What proof do I have the price is too low? The strongest is that the city suggested a price and the Copelands immediately accepted it. As The Tribune reported Wednesday, the Copelands’ architect, Mark Rawson, said the Copelands accepted the city price “without negotiation.”
The city based its $3.7 million offer on a reuse valuation performed on the Chinatown project. A reuse valuation is a financial analysis in which the revenue a project can produce is estimated and the cost to develop the project is estimated. The difference between those two numbers is the estimated reuse value of the land.
Note my repeated use of the word, estimate. A reuse value is an estimate. What particularly troubles me about this estimate is how sensitive it is to the assumptions made, particularly as regards the assumed cost to develop the project.

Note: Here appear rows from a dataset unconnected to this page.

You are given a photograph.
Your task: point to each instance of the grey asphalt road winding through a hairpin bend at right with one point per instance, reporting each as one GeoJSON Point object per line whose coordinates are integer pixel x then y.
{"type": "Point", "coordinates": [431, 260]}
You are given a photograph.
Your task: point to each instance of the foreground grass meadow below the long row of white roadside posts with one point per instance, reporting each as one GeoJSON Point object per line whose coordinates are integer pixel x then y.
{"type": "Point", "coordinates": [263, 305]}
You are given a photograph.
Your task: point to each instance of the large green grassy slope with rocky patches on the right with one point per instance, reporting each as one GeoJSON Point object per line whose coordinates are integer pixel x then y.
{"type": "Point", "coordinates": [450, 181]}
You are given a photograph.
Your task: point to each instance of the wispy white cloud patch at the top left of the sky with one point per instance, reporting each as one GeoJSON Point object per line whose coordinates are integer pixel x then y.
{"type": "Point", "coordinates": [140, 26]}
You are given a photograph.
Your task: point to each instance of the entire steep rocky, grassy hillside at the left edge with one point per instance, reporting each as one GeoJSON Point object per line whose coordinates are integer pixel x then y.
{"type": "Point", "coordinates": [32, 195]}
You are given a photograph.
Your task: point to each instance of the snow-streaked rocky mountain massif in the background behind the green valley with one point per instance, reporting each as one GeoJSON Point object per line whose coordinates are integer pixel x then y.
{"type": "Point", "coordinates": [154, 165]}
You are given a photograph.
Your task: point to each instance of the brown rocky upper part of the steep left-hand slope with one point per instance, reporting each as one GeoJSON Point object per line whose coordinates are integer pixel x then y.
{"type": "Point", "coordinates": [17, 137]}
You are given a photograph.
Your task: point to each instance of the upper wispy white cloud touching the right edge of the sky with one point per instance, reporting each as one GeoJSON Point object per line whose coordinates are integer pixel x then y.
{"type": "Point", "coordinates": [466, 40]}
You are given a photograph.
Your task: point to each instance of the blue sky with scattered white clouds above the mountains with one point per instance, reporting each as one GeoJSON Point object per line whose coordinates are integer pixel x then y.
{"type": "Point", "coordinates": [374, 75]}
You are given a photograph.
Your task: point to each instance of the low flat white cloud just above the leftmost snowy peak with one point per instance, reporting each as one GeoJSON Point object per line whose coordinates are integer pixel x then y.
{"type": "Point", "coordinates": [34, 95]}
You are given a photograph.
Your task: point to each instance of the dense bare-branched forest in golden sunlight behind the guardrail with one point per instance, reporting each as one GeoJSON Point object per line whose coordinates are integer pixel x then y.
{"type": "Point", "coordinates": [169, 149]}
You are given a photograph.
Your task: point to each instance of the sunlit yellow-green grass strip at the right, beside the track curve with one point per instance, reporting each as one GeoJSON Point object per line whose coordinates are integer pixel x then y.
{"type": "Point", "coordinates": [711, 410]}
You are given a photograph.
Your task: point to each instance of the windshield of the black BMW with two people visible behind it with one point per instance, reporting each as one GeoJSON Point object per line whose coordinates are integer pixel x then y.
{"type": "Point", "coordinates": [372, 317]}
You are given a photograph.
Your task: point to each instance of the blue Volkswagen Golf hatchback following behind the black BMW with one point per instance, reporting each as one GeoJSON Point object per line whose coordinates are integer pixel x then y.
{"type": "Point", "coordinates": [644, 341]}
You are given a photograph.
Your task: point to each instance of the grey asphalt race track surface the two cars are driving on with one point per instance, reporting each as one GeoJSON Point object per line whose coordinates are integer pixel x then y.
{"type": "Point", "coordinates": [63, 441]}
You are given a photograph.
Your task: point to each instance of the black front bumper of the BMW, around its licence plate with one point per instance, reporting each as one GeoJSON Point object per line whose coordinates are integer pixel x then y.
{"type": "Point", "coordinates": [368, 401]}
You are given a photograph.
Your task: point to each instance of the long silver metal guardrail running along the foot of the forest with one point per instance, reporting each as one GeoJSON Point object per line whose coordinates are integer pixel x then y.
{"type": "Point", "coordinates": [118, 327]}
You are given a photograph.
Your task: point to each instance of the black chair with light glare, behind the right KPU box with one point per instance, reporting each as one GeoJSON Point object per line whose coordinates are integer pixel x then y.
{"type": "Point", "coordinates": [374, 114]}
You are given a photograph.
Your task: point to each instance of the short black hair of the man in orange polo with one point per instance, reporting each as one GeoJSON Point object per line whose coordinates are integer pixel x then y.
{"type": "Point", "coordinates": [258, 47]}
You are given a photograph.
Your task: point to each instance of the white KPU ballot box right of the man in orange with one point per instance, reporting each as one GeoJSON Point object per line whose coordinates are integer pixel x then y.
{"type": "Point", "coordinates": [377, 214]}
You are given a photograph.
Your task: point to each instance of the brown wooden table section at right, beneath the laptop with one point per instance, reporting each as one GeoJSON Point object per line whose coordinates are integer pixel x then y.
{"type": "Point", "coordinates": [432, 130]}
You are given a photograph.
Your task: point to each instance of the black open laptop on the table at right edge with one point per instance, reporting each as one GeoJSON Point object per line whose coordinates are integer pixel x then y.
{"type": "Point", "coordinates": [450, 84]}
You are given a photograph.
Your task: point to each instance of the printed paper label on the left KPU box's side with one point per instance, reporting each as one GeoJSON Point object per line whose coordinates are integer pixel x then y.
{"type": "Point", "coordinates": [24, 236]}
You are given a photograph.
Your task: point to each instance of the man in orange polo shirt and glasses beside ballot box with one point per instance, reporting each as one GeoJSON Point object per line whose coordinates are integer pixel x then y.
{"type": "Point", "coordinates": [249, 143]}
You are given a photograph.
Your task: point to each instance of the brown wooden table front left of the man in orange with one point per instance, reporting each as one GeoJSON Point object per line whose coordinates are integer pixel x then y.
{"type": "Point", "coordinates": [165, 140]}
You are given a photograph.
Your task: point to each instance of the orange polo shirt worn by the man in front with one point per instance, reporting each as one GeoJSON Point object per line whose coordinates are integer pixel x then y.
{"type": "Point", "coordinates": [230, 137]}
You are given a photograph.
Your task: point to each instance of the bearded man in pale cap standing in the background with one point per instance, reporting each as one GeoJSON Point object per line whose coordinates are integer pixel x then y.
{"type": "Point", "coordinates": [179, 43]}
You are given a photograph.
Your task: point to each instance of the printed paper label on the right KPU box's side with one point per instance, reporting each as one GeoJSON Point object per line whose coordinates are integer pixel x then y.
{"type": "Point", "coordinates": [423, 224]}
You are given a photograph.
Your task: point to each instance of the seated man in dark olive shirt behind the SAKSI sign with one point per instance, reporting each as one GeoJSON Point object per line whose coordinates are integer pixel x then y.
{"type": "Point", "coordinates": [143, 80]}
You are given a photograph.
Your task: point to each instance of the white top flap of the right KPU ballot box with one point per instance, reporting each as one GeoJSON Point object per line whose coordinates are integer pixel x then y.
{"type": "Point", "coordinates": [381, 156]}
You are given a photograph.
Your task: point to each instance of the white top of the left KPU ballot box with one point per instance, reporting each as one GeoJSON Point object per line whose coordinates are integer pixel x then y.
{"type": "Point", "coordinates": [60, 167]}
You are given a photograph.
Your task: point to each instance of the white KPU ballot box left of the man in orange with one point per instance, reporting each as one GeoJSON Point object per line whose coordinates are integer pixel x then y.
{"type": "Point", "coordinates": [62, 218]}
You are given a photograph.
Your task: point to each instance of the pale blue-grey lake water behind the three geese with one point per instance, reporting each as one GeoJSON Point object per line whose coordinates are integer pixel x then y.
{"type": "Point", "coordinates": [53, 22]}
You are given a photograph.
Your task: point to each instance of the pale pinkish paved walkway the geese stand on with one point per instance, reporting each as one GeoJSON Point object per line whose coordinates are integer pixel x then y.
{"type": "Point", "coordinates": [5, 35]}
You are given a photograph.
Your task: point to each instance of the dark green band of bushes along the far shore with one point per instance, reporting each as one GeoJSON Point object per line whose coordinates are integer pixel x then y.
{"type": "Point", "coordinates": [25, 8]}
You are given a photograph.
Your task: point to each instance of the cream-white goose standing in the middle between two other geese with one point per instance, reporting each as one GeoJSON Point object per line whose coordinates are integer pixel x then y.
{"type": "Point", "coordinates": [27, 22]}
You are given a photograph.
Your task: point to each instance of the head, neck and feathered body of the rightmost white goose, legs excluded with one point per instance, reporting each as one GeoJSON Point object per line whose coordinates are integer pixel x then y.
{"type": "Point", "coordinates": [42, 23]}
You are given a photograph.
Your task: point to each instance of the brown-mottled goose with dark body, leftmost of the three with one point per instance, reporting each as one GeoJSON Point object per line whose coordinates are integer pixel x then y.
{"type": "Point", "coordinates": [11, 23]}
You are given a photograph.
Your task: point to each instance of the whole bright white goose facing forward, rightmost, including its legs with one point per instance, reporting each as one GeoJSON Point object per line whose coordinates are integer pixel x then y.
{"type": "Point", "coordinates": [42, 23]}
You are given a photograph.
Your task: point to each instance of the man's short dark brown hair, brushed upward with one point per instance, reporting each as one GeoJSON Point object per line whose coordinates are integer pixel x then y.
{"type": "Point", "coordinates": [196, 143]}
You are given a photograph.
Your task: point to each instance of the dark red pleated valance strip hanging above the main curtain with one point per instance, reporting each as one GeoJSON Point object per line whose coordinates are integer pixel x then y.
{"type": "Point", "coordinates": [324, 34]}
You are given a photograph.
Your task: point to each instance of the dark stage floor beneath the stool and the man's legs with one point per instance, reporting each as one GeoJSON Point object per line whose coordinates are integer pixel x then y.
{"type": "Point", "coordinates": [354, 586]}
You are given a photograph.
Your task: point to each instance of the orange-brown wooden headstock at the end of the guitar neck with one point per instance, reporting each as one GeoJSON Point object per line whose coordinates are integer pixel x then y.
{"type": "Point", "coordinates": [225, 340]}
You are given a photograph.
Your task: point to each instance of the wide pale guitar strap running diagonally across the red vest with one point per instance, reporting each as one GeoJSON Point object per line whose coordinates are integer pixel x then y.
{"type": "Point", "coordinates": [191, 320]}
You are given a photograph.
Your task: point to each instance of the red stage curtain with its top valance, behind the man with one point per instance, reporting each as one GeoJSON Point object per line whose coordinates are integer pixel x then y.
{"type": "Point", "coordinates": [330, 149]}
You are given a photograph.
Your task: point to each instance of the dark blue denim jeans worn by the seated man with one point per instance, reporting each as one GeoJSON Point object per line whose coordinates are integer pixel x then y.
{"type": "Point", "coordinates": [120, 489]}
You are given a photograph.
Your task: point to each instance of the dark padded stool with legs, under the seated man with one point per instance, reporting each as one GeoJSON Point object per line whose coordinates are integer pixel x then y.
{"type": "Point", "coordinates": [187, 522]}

Reduce the estimated development costs by 1 percent, and the reuse value of the land increases to $4.1 million. Reduce those costs by 5 percent, and the reuse value increases to $5.8 million. Reduce the costs by 10 percent, and the reuse value increases to $7.8 million.
The city also had prepared a market rate appraisal of the city-owned land. That appraisal came in at $8.8 million. That’s an estimate, too. But the market rate appraisal was based on six recent comparable sales of commercial property downtown. It was also independently corroborated by four different local commercial real estate brokers.
Surprisingly, the council majority and city staff decided not to use the $8.8 million market rate appraisal at all in negotiations with the Copelands. The city decided only to use the $3.7 million reuse value.
I think most of us would expect that if there were two different estimates for the value of a piece of property — one high, one low — both estimates would be used in negotiations. We would probably also expect the final negotiated price to end up somewhere between those two numbers.
So what price should the city have negotiated for its property? I think $5.5 million. I get to that number in two ways.
First, the market rate appraisal determined the former public works building and land is worth $2.9 million as is. Add to that the $2.6 million parking in lieu fee owed by the Copelands to replace the parking lost when the city lots are converted to other use. Together you get $5.5 million.
Second, the current city-Copelands agreement which expires on July 3 values the city-owned property at $3 million, not counting the $2.6 million in lieu fee. That’s $5.6 million combined.
Incidentally, the Copelands made $177,000 in option payments on the current agreement. The city is entitled to keep that money because the Copelands could not obtain building permits before July 3. Instead, the city is allowing the money to rollover to the new agreement, even though it has a lower purchase price.
Once again, I support the Copeland Chinatown project in general. I cannot support the $3.7 million negotiated price for the city-owned land.